"Amours Chiennes" est un film qui reflète avec réalisme et crudité le chaos de la ville Mexico. C’est aussi un film intense en émotions évoquant la rédemption, la complexité et la vulnérabilité de l’expérience humaine.
En effet, la ville de Mexico est une expérience d’anthropologie appliquée, et je me sens intégré dans cette expérience. Je ne suis qu’une petite partie des vingt millions de personnes qui habitent dans la ville la plus grande et la plus peuplée du monde. Aucun être humain n’avait jamais vécu auparavant (survécu serait plus exact) dans une ville qui présente des niveaux pareils de pollution, de violence et de corruption, et pourtant, à sa façon invraisemblable et paradoxale, c’est aussi une ville belle et fascinante, et c’est précisément cela qu’"Amours Chiennes" représente : le fruit de cette contradiction et un petit reflet de la mosaïque baroque et complexe de la ville de Mexico.

Pour moi, le processus de réalisation d’"Amours Chiennes" a été un long voyage intérieur ;
la lecture du premier traitement de Guillermo Arriaga m’a bouleversé et perturbé (et nous avons travaillé sur trente-six traitements successifs durant trois années). Non seulement je pouvais voir et sentir les personnages, mais je sentais aussi leur odeur et éprouvais pour eux quelque chose de profondément humain. C’était comme s’ils étaient sortis du papier pour venir respirer et souffrir devant moi, avec des dialogues parfaitement organiques.

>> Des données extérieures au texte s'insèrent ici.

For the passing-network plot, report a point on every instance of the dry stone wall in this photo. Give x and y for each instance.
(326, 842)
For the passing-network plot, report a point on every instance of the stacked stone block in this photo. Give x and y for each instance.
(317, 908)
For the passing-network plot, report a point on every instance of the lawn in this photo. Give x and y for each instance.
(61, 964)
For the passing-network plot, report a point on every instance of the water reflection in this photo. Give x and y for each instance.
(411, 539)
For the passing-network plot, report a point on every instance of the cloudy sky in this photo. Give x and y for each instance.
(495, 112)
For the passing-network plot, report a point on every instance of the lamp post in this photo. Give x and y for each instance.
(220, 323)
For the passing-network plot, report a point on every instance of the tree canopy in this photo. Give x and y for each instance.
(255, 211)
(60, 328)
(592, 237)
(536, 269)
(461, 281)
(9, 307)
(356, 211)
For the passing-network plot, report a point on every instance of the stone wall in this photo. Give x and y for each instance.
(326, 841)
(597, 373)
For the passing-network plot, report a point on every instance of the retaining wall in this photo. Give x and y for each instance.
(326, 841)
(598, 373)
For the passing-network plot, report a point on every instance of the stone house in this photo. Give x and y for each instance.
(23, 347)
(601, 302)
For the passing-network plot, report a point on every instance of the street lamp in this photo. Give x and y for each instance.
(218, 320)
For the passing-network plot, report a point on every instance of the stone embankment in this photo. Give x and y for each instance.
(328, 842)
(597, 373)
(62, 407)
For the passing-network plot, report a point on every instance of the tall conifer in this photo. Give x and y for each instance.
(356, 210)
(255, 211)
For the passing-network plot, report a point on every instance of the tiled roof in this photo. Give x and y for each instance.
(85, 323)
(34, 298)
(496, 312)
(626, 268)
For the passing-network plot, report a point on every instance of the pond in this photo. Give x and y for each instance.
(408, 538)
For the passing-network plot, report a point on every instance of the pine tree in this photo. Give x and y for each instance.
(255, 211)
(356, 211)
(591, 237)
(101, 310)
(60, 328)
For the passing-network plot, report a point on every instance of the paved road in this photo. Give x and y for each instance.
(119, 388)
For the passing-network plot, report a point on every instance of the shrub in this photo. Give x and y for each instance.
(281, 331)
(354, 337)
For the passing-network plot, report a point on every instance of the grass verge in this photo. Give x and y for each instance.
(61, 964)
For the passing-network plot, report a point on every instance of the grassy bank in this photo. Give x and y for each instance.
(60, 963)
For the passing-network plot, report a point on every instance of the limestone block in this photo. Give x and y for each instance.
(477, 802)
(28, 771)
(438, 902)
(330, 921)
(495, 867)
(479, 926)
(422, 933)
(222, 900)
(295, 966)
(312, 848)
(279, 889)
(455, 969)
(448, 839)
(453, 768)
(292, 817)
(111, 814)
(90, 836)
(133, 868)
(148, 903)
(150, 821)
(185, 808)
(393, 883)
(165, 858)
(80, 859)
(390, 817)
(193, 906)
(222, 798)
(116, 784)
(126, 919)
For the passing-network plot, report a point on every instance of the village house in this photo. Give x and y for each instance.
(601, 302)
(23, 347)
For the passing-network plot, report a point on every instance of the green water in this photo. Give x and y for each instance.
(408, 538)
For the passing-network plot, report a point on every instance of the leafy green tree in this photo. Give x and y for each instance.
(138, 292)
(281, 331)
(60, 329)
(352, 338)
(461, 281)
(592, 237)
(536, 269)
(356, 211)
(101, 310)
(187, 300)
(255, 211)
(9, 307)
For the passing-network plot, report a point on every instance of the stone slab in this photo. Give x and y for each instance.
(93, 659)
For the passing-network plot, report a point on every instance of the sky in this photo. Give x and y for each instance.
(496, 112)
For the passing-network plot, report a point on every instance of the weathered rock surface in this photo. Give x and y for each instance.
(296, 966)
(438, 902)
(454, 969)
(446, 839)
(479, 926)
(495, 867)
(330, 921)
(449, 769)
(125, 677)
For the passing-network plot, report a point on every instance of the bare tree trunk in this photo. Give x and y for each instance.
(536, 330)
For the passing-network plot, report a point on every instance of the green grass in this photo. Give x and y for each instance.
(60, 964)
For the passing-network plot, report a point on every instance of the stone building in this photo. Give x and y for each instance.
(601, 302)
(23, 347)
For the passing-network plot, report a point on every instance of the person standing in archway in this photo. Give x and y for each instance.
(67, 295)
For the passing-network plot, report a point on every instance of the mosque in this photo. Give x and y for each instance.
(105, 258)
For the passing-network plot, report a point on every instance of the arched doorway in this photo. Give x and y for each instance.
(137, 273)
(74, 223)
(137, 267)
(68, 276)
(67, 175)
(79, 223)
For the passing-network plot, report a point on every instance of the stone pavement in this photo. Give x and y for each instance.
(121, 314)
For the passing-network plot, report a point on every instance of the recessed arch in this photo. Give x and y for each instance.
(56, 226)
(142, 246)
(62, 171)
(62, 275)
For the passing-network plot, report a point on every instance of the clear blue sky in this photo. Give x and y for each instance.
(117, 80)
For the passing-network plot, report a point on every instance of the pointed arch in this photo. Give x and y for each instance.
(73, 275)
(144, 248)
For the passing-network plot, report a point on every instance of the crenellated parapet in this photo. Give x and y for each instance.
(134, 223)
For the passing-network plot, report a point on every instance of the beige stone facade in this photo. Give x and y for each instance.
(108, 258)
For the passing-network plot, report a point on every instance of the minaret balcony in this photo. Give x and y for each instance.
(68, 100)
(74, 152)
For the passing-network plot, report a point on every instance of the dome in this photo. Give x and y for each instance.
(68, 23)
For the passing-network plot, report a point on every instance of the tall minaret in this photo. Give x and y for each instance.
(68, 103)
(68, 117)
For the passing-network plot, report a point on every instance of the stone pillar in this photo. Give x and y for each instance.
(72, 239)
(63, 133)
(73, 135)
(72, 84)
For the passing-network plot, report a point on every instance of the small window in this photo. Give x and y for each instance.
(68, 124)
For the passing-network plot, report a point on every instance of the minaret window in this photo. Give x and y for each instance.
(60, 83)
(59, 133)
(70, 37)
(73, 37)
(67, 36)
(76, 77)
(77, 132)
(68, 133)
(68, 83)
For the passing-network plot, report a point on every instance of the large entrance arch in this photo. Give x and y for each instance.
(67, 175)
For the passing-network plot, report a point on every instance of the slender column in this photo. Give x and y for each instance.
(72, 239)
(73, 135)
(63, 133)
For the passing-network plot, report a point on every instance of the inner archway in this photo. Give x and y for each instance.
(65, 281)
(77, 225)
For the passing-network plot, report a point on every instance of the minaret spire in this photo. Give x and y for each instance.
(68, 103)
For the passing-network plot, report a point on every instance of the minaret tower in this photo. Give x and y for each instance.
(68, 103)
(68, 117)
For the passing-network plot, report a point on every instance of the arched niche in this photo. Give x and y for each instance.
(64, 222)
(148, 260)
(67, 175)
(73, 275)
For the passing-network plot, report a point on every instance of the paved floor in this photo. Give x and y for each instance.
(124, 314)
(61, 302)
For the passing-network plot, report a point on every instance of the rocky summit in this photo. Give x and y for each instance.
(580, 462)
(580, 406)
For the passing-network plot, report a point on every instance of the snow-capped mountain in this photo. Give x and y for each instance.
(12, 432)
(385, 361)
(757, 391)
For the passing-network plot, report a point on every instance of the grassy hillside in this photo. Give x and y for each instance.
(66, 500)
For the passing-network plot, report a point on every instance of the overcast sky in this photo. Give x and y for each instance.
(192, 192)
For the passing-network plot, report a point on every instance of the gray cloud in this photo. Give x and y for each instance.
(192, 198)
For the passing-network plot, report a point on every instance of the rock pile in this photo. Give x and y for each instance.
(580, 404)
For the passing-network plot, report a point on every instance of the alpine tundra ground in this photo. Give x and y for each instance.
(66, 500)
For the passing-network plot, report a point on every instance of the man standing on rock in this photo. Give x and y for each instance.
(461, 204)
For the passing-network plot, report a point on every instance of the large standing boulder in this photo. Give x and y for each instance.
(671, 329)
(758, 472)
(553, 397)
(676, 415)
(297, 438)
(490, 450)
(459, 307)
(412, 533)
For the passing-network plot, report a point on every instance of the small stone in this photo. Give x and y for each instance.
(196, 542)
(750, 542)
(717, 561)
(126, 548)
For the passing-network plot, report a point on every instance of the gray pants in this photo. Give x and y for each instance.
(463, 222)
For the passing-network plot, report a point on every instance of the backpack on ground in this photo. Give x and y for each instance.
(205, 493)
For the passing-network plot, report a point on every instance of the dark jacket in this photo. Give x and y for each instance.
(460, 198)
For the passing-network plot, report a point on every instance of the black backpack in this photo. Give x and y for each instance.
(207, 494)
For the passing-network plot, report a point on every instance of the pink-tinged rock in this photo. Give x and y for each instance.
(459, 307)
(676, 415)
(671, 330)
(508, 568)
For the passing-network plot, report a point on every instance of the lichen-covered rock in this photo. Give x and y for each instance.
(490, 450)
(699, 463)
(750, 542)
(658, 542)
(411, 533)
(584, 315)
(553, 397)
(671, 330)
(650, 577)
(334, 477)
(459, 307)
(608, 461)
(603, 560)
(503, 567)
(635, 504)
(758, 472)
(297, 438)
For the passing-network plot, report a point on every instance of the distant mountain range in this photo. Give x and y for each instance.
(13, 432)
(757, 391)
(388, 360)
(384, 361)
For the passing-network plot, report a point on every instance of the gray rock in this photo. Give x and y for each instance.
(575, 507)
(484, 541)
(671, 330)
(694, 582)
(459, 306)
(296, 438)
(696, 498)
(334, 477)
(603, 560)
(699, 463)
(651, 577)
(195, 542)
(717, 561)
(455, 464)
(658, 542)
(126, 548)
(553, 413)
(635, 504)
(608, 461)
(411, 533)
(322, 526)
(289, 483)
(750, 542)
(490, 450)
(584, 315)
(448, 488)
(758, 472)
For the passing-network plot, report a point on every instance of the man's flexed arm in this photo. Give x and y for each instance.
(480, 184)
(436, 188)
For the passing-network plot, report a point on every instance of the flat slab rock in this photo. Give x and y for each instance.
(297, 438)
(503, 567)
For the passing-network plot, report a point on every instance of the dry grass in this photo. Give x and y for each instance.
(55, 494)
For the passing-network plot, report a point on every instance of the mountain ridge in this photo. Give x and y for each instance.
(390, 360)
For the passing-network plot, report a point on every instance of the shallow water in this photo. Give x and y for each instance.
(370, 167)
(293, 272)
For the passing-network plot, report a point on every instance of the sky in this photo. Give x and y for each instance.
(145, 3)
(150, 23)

Il y a une chose dont je suis certain, c’est que ce film, je ne l’ai pas fait avec l’intellect, mais à force d’instinct et d’intuition. Je n’y ai pas mis non plus mon cœur, mais mes boyaux et un morceau de foie. Je crois que nous avons chacun donné un bout de notre vie pour ce projet, il y a toujours eu sur le plateau une étrange communion, un silence qui cultivait bien des sentiments contradictoires et qui a donné comme résultat des émotions assourdissantes. Pas d’inspiration, mais transpiration, ni pitié, ni compassion, ni concession, les choses telles qu’elles sont, pas comme nous voulons les voir.
Chacune des techniques, décoration, costumes, musique, se soumettait à l’histoire, et quant à l’incroyable caméra de Rodrigo Prieto, j’ai seulement voulu qu’elle soit un témoin muet mais actif des faits réels qui se déroulaient devant nos yeux. C’était un peu comme si il s’agissait de porter témoignage d’un morceau de réalité et c’est pour cela, peut-être, que le film est troublant et excitant, parce que ce que nous pouvons y voir de pire, c’est nous-mêmes et notre nature, même si parfois cela signifie la nier.
Dans "Amours Chiennes", les personnages oublient leur nature divine pour plonger entièrement dans leur nature animale et, par la douleur, se racheter et survivre, tout cela avec beauté, courage, dignité, espoir, et c’est pour cela, je crois, que ces personnages sont charmants et proches, parce qu’ils sont infidèles mais pas déloyaux.
Avec "Amours Chiennes", j’ai su immédiatement que j’avais enfin entre les mains une chose qui me permettrait d’exorciser ma terrible peur de l’ordinaire expérience humaine de la vie quotidienne, peut-être cachée derrière l’esthétique frivole de la publicité de la télévision.
Je voulais toucher et me toucher, me sentir vivant et le faire ressentir à mes personnages et à ceux qui les verraient. Je voulais frapper, caresser, amuser, émouvoir, provoquer, mener le spectateur aux extrêmes d’une montagne russe, sans souffle.
Je voulais dénuder complètement mes personnages devant la caméra, sans qu’ils en soient mal à l’aise, seulement pour atteindre la catharsis parfaite ou la honte gênante du spectateur qui se regarde lui-même. Et là, je crois que le travail incroyable et déchirant des acteurs du film est allé bien plus loin que tout ce que j’imaginais.